Open questions for the synthesizer

  1. Should IndexFreshness live in a codegenie.indices package, in codegenie.probes.index_health, or directly inside codegenie.contracts? Best-practices preference: codegenie.indices.freshness (the sum type is consumed by Phase 8 Bundle Builder and ADR-0032 adapters — neither imports from probes). The performance lens may prefer co-location for cache-locality; the security lens may want it under contracts for visibility. Pick one.
  2. Do we ship pytest-recording (VCR cassettes) for the security scanners in Phase 2, or wait for Phase 4 when LLM cassette discipline becomes mandatory? Best-practices preference: wait. Phase 2 already has 4 different mocking strategies (pytest-subprocess, pytest-asyncio, Hypothesis, golden files); a fifth before there's an established use is over-engineering.

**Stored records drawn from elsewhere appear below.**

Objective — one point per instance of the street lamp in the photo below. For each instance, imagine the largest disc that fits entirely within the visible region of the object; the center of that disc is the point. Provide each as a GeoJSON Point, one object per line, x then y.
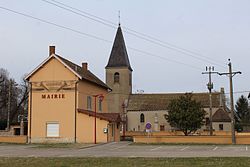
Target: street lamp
{"type": "Point", "coordinates": [101, 97]}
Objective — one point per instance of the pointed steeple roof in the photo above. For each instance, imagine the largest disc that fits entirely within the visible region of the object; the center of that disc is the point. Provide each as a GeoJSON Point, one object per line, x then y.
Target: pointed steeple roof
{"type": "Point", "coordinates": [119, 55]}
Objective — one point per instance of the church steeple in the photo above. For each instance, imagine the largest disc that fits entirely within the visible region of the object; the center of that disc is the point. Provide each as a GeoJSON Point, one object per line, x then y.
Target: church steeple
{"type": "Point", "coordinates": [119, 55]}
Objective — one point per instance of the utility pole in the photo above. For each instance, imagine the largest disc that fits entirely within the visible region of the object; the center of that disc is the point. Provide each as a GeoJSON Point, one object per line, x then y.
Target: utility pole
{"type": "Point", "coordinates": [9, 106]}
{"type": "Point", "coordinates": [231, 74]}
{"type": "Point", "coordinates": [209, 71]}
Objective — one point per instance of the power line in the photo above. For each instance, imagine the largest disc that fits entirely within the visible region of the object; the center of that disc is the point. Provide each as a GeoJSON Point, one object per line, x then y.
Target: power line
{"type": "Point", "coordinates": [135, 33]}
{"type": "Point", "coordinates": [93, 36]}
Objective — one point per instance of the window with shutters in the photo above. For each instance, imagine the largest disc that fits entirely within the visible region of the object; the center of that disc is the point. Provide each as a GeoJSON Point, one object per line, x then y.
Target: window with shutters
{"type": "Point", "coordinates": [116, 77]}
{"type": "Point", "coordinates": [52, 129]}
{"type": "Point", "coordinates": [142, 118]}
{"type": "Point", "coordinates": [89, 102]}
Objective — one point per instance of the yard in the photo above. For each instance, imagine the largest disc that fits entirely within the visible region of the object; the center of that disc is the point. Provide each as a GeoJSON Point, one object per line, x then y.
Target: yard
{"type": "Point", "coordinates": [126, 162]}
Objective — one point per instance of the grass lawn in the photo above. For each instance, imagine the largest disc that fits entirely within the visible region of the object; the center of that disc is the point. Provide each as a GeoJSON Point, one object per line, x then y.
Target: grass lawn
{"type": "Point", "coordinates": [126, 162]}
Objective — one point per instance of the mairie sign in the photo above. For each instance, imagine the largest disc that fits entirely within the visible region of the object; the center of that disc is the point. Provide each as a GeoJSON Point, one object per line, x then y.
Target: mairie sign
{"type": "Point", "coordinates": [53, 96]}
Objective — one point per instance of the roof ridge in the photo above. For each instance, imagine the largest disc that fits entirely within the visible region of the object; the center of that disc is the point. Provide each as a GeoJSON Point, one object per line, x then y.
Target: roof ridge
{"type": "Point", "coordinates": [119, 56]}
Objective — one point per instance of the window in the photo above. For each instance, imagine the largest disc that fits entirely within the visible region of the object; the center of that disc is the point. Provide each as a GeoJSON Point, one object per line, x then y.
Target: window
{"type": "Point", "coordinates": [52, 130]}
{"type": "Point", "coordinates": [89, 102]}
{"type": "Point", "coordinates": [220, 126]}
{"type": "Point", "coordinates": [142, 118]}
{"type": "Point", "coordinates": [116, 77]}
{"type": "Point", "coordinates": [100, 104]}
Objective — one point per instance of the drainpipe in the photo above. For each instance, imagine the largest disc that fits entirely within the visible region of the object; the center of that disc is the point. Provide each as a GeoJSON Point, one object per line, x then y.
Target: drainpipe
{"type": "Point", "coordinates": [30, 113]}
{"type": "Point", "coordinates": [75, 108]}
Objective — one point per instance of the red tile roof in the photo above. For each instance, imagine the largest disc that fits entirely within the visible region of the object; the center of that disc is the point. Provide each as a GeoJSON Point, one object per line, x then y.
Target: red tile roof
{"type": "Point", "coordinates": [111, 117]}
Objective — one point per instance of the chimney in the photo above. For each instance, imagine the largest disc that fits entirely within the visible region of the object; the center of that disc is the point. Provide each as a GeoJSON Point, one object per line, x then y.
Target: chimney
{"type": "Point", "coordinates": [85, 66]}
{"type": "Point", "coordinates": [52, 50]}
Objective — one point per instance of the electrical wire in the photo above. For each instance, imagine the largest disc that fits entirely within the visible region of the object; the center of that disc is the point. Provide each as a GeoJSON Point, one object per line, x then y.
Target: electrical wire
{"type": "Point", "coordinates": [93, 36]}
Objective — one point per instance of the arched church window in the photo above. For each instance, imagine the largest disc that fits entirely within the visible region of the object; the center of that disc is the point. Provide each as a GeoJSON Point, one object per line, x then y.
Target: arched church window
{"type": "Point", "coordinates": [116, 77]}
{"type": "Point", "coordinates": [142, 118]}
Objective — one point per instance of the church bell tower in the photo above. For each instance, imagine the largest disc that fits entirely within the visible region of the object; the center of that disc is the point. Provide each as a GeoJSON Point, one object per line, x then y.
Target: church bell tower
{"type": "Point", "coordinates": [118, 75]}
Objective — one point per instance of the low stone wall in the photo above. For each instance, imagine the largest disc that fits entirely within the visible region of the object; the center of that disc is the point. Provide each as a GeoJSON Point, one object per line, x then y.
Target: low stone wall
{"type": "Point", "coordinates": [240, 139]}
{"type": "Point", "coordinates": [13, 139]}
{"type": "Point", "coordinates": [6, 133]}
{"type": "Point", "coordinates": [177, 133]}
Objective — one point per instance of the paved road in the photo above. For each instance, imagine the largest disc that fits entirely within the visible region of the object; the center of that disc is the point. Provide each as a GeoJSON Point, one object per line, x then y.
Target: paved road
{"type": "Point", "coordinates": [126, 149]}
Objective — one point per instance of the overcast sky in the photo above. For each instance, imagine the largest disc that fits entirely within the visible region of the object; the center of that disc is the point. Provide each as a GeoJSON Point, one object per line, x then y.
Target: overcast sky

  3. TCCM derived queries reference adapter primitives by string (compute: scip.refs(...)). Phase 2's DerivedQuery sum type encodes the five known primitives. When a sixth primitive arrives, do we ADR-amend the sum type (forces fail-loud at plugin load) or accept an Unknown(name: str, args: dict) variant (forwards-compatible but reintroduces stringly-typed lookups)? Best-practices preference: ADR-amend, no Unknown. Plugins are in-tree per ADR-0031 §"In-tree-only at adoption"; a new primitive is a coordinated change.
  4. gitpython is the only new "framework-ish" dependency in Phase 2. Alternative: shell out to git via codegenie.exec.run_allowlisted (Phase 0 chokepoint, well-tested). Best-practices says: shell out. Fewer deps, one less subprocess pattern to maintain, and IndexHealthProbe only needs HEAD and rev-list --count. The security lens may agree (less library attack surface); the performance lens may want gitpython to avoid subprocess startup cost. Pick one.
  5. mypy --warn-unreachable is added in Phase 2 as part of adopting ADR-0033 from day one. It may flag previously-shipped Phase 0/1 code that has unreachable branches not caught before. Do we (a) fix them as part of Phase 2 (small retrofit), (b) # type: ignore[unreachable] them with backlog tickets, or (c) gate the flag to Phase 2+ code only via per-file mypy config? Best-practices preference: (a) — the retrofit will be small (Phase 0/1 has a few dozen functions touched), and fixing unreachable code is the kind of "improvement that pays compound interest" Rule 8 (Read before you write) endorses.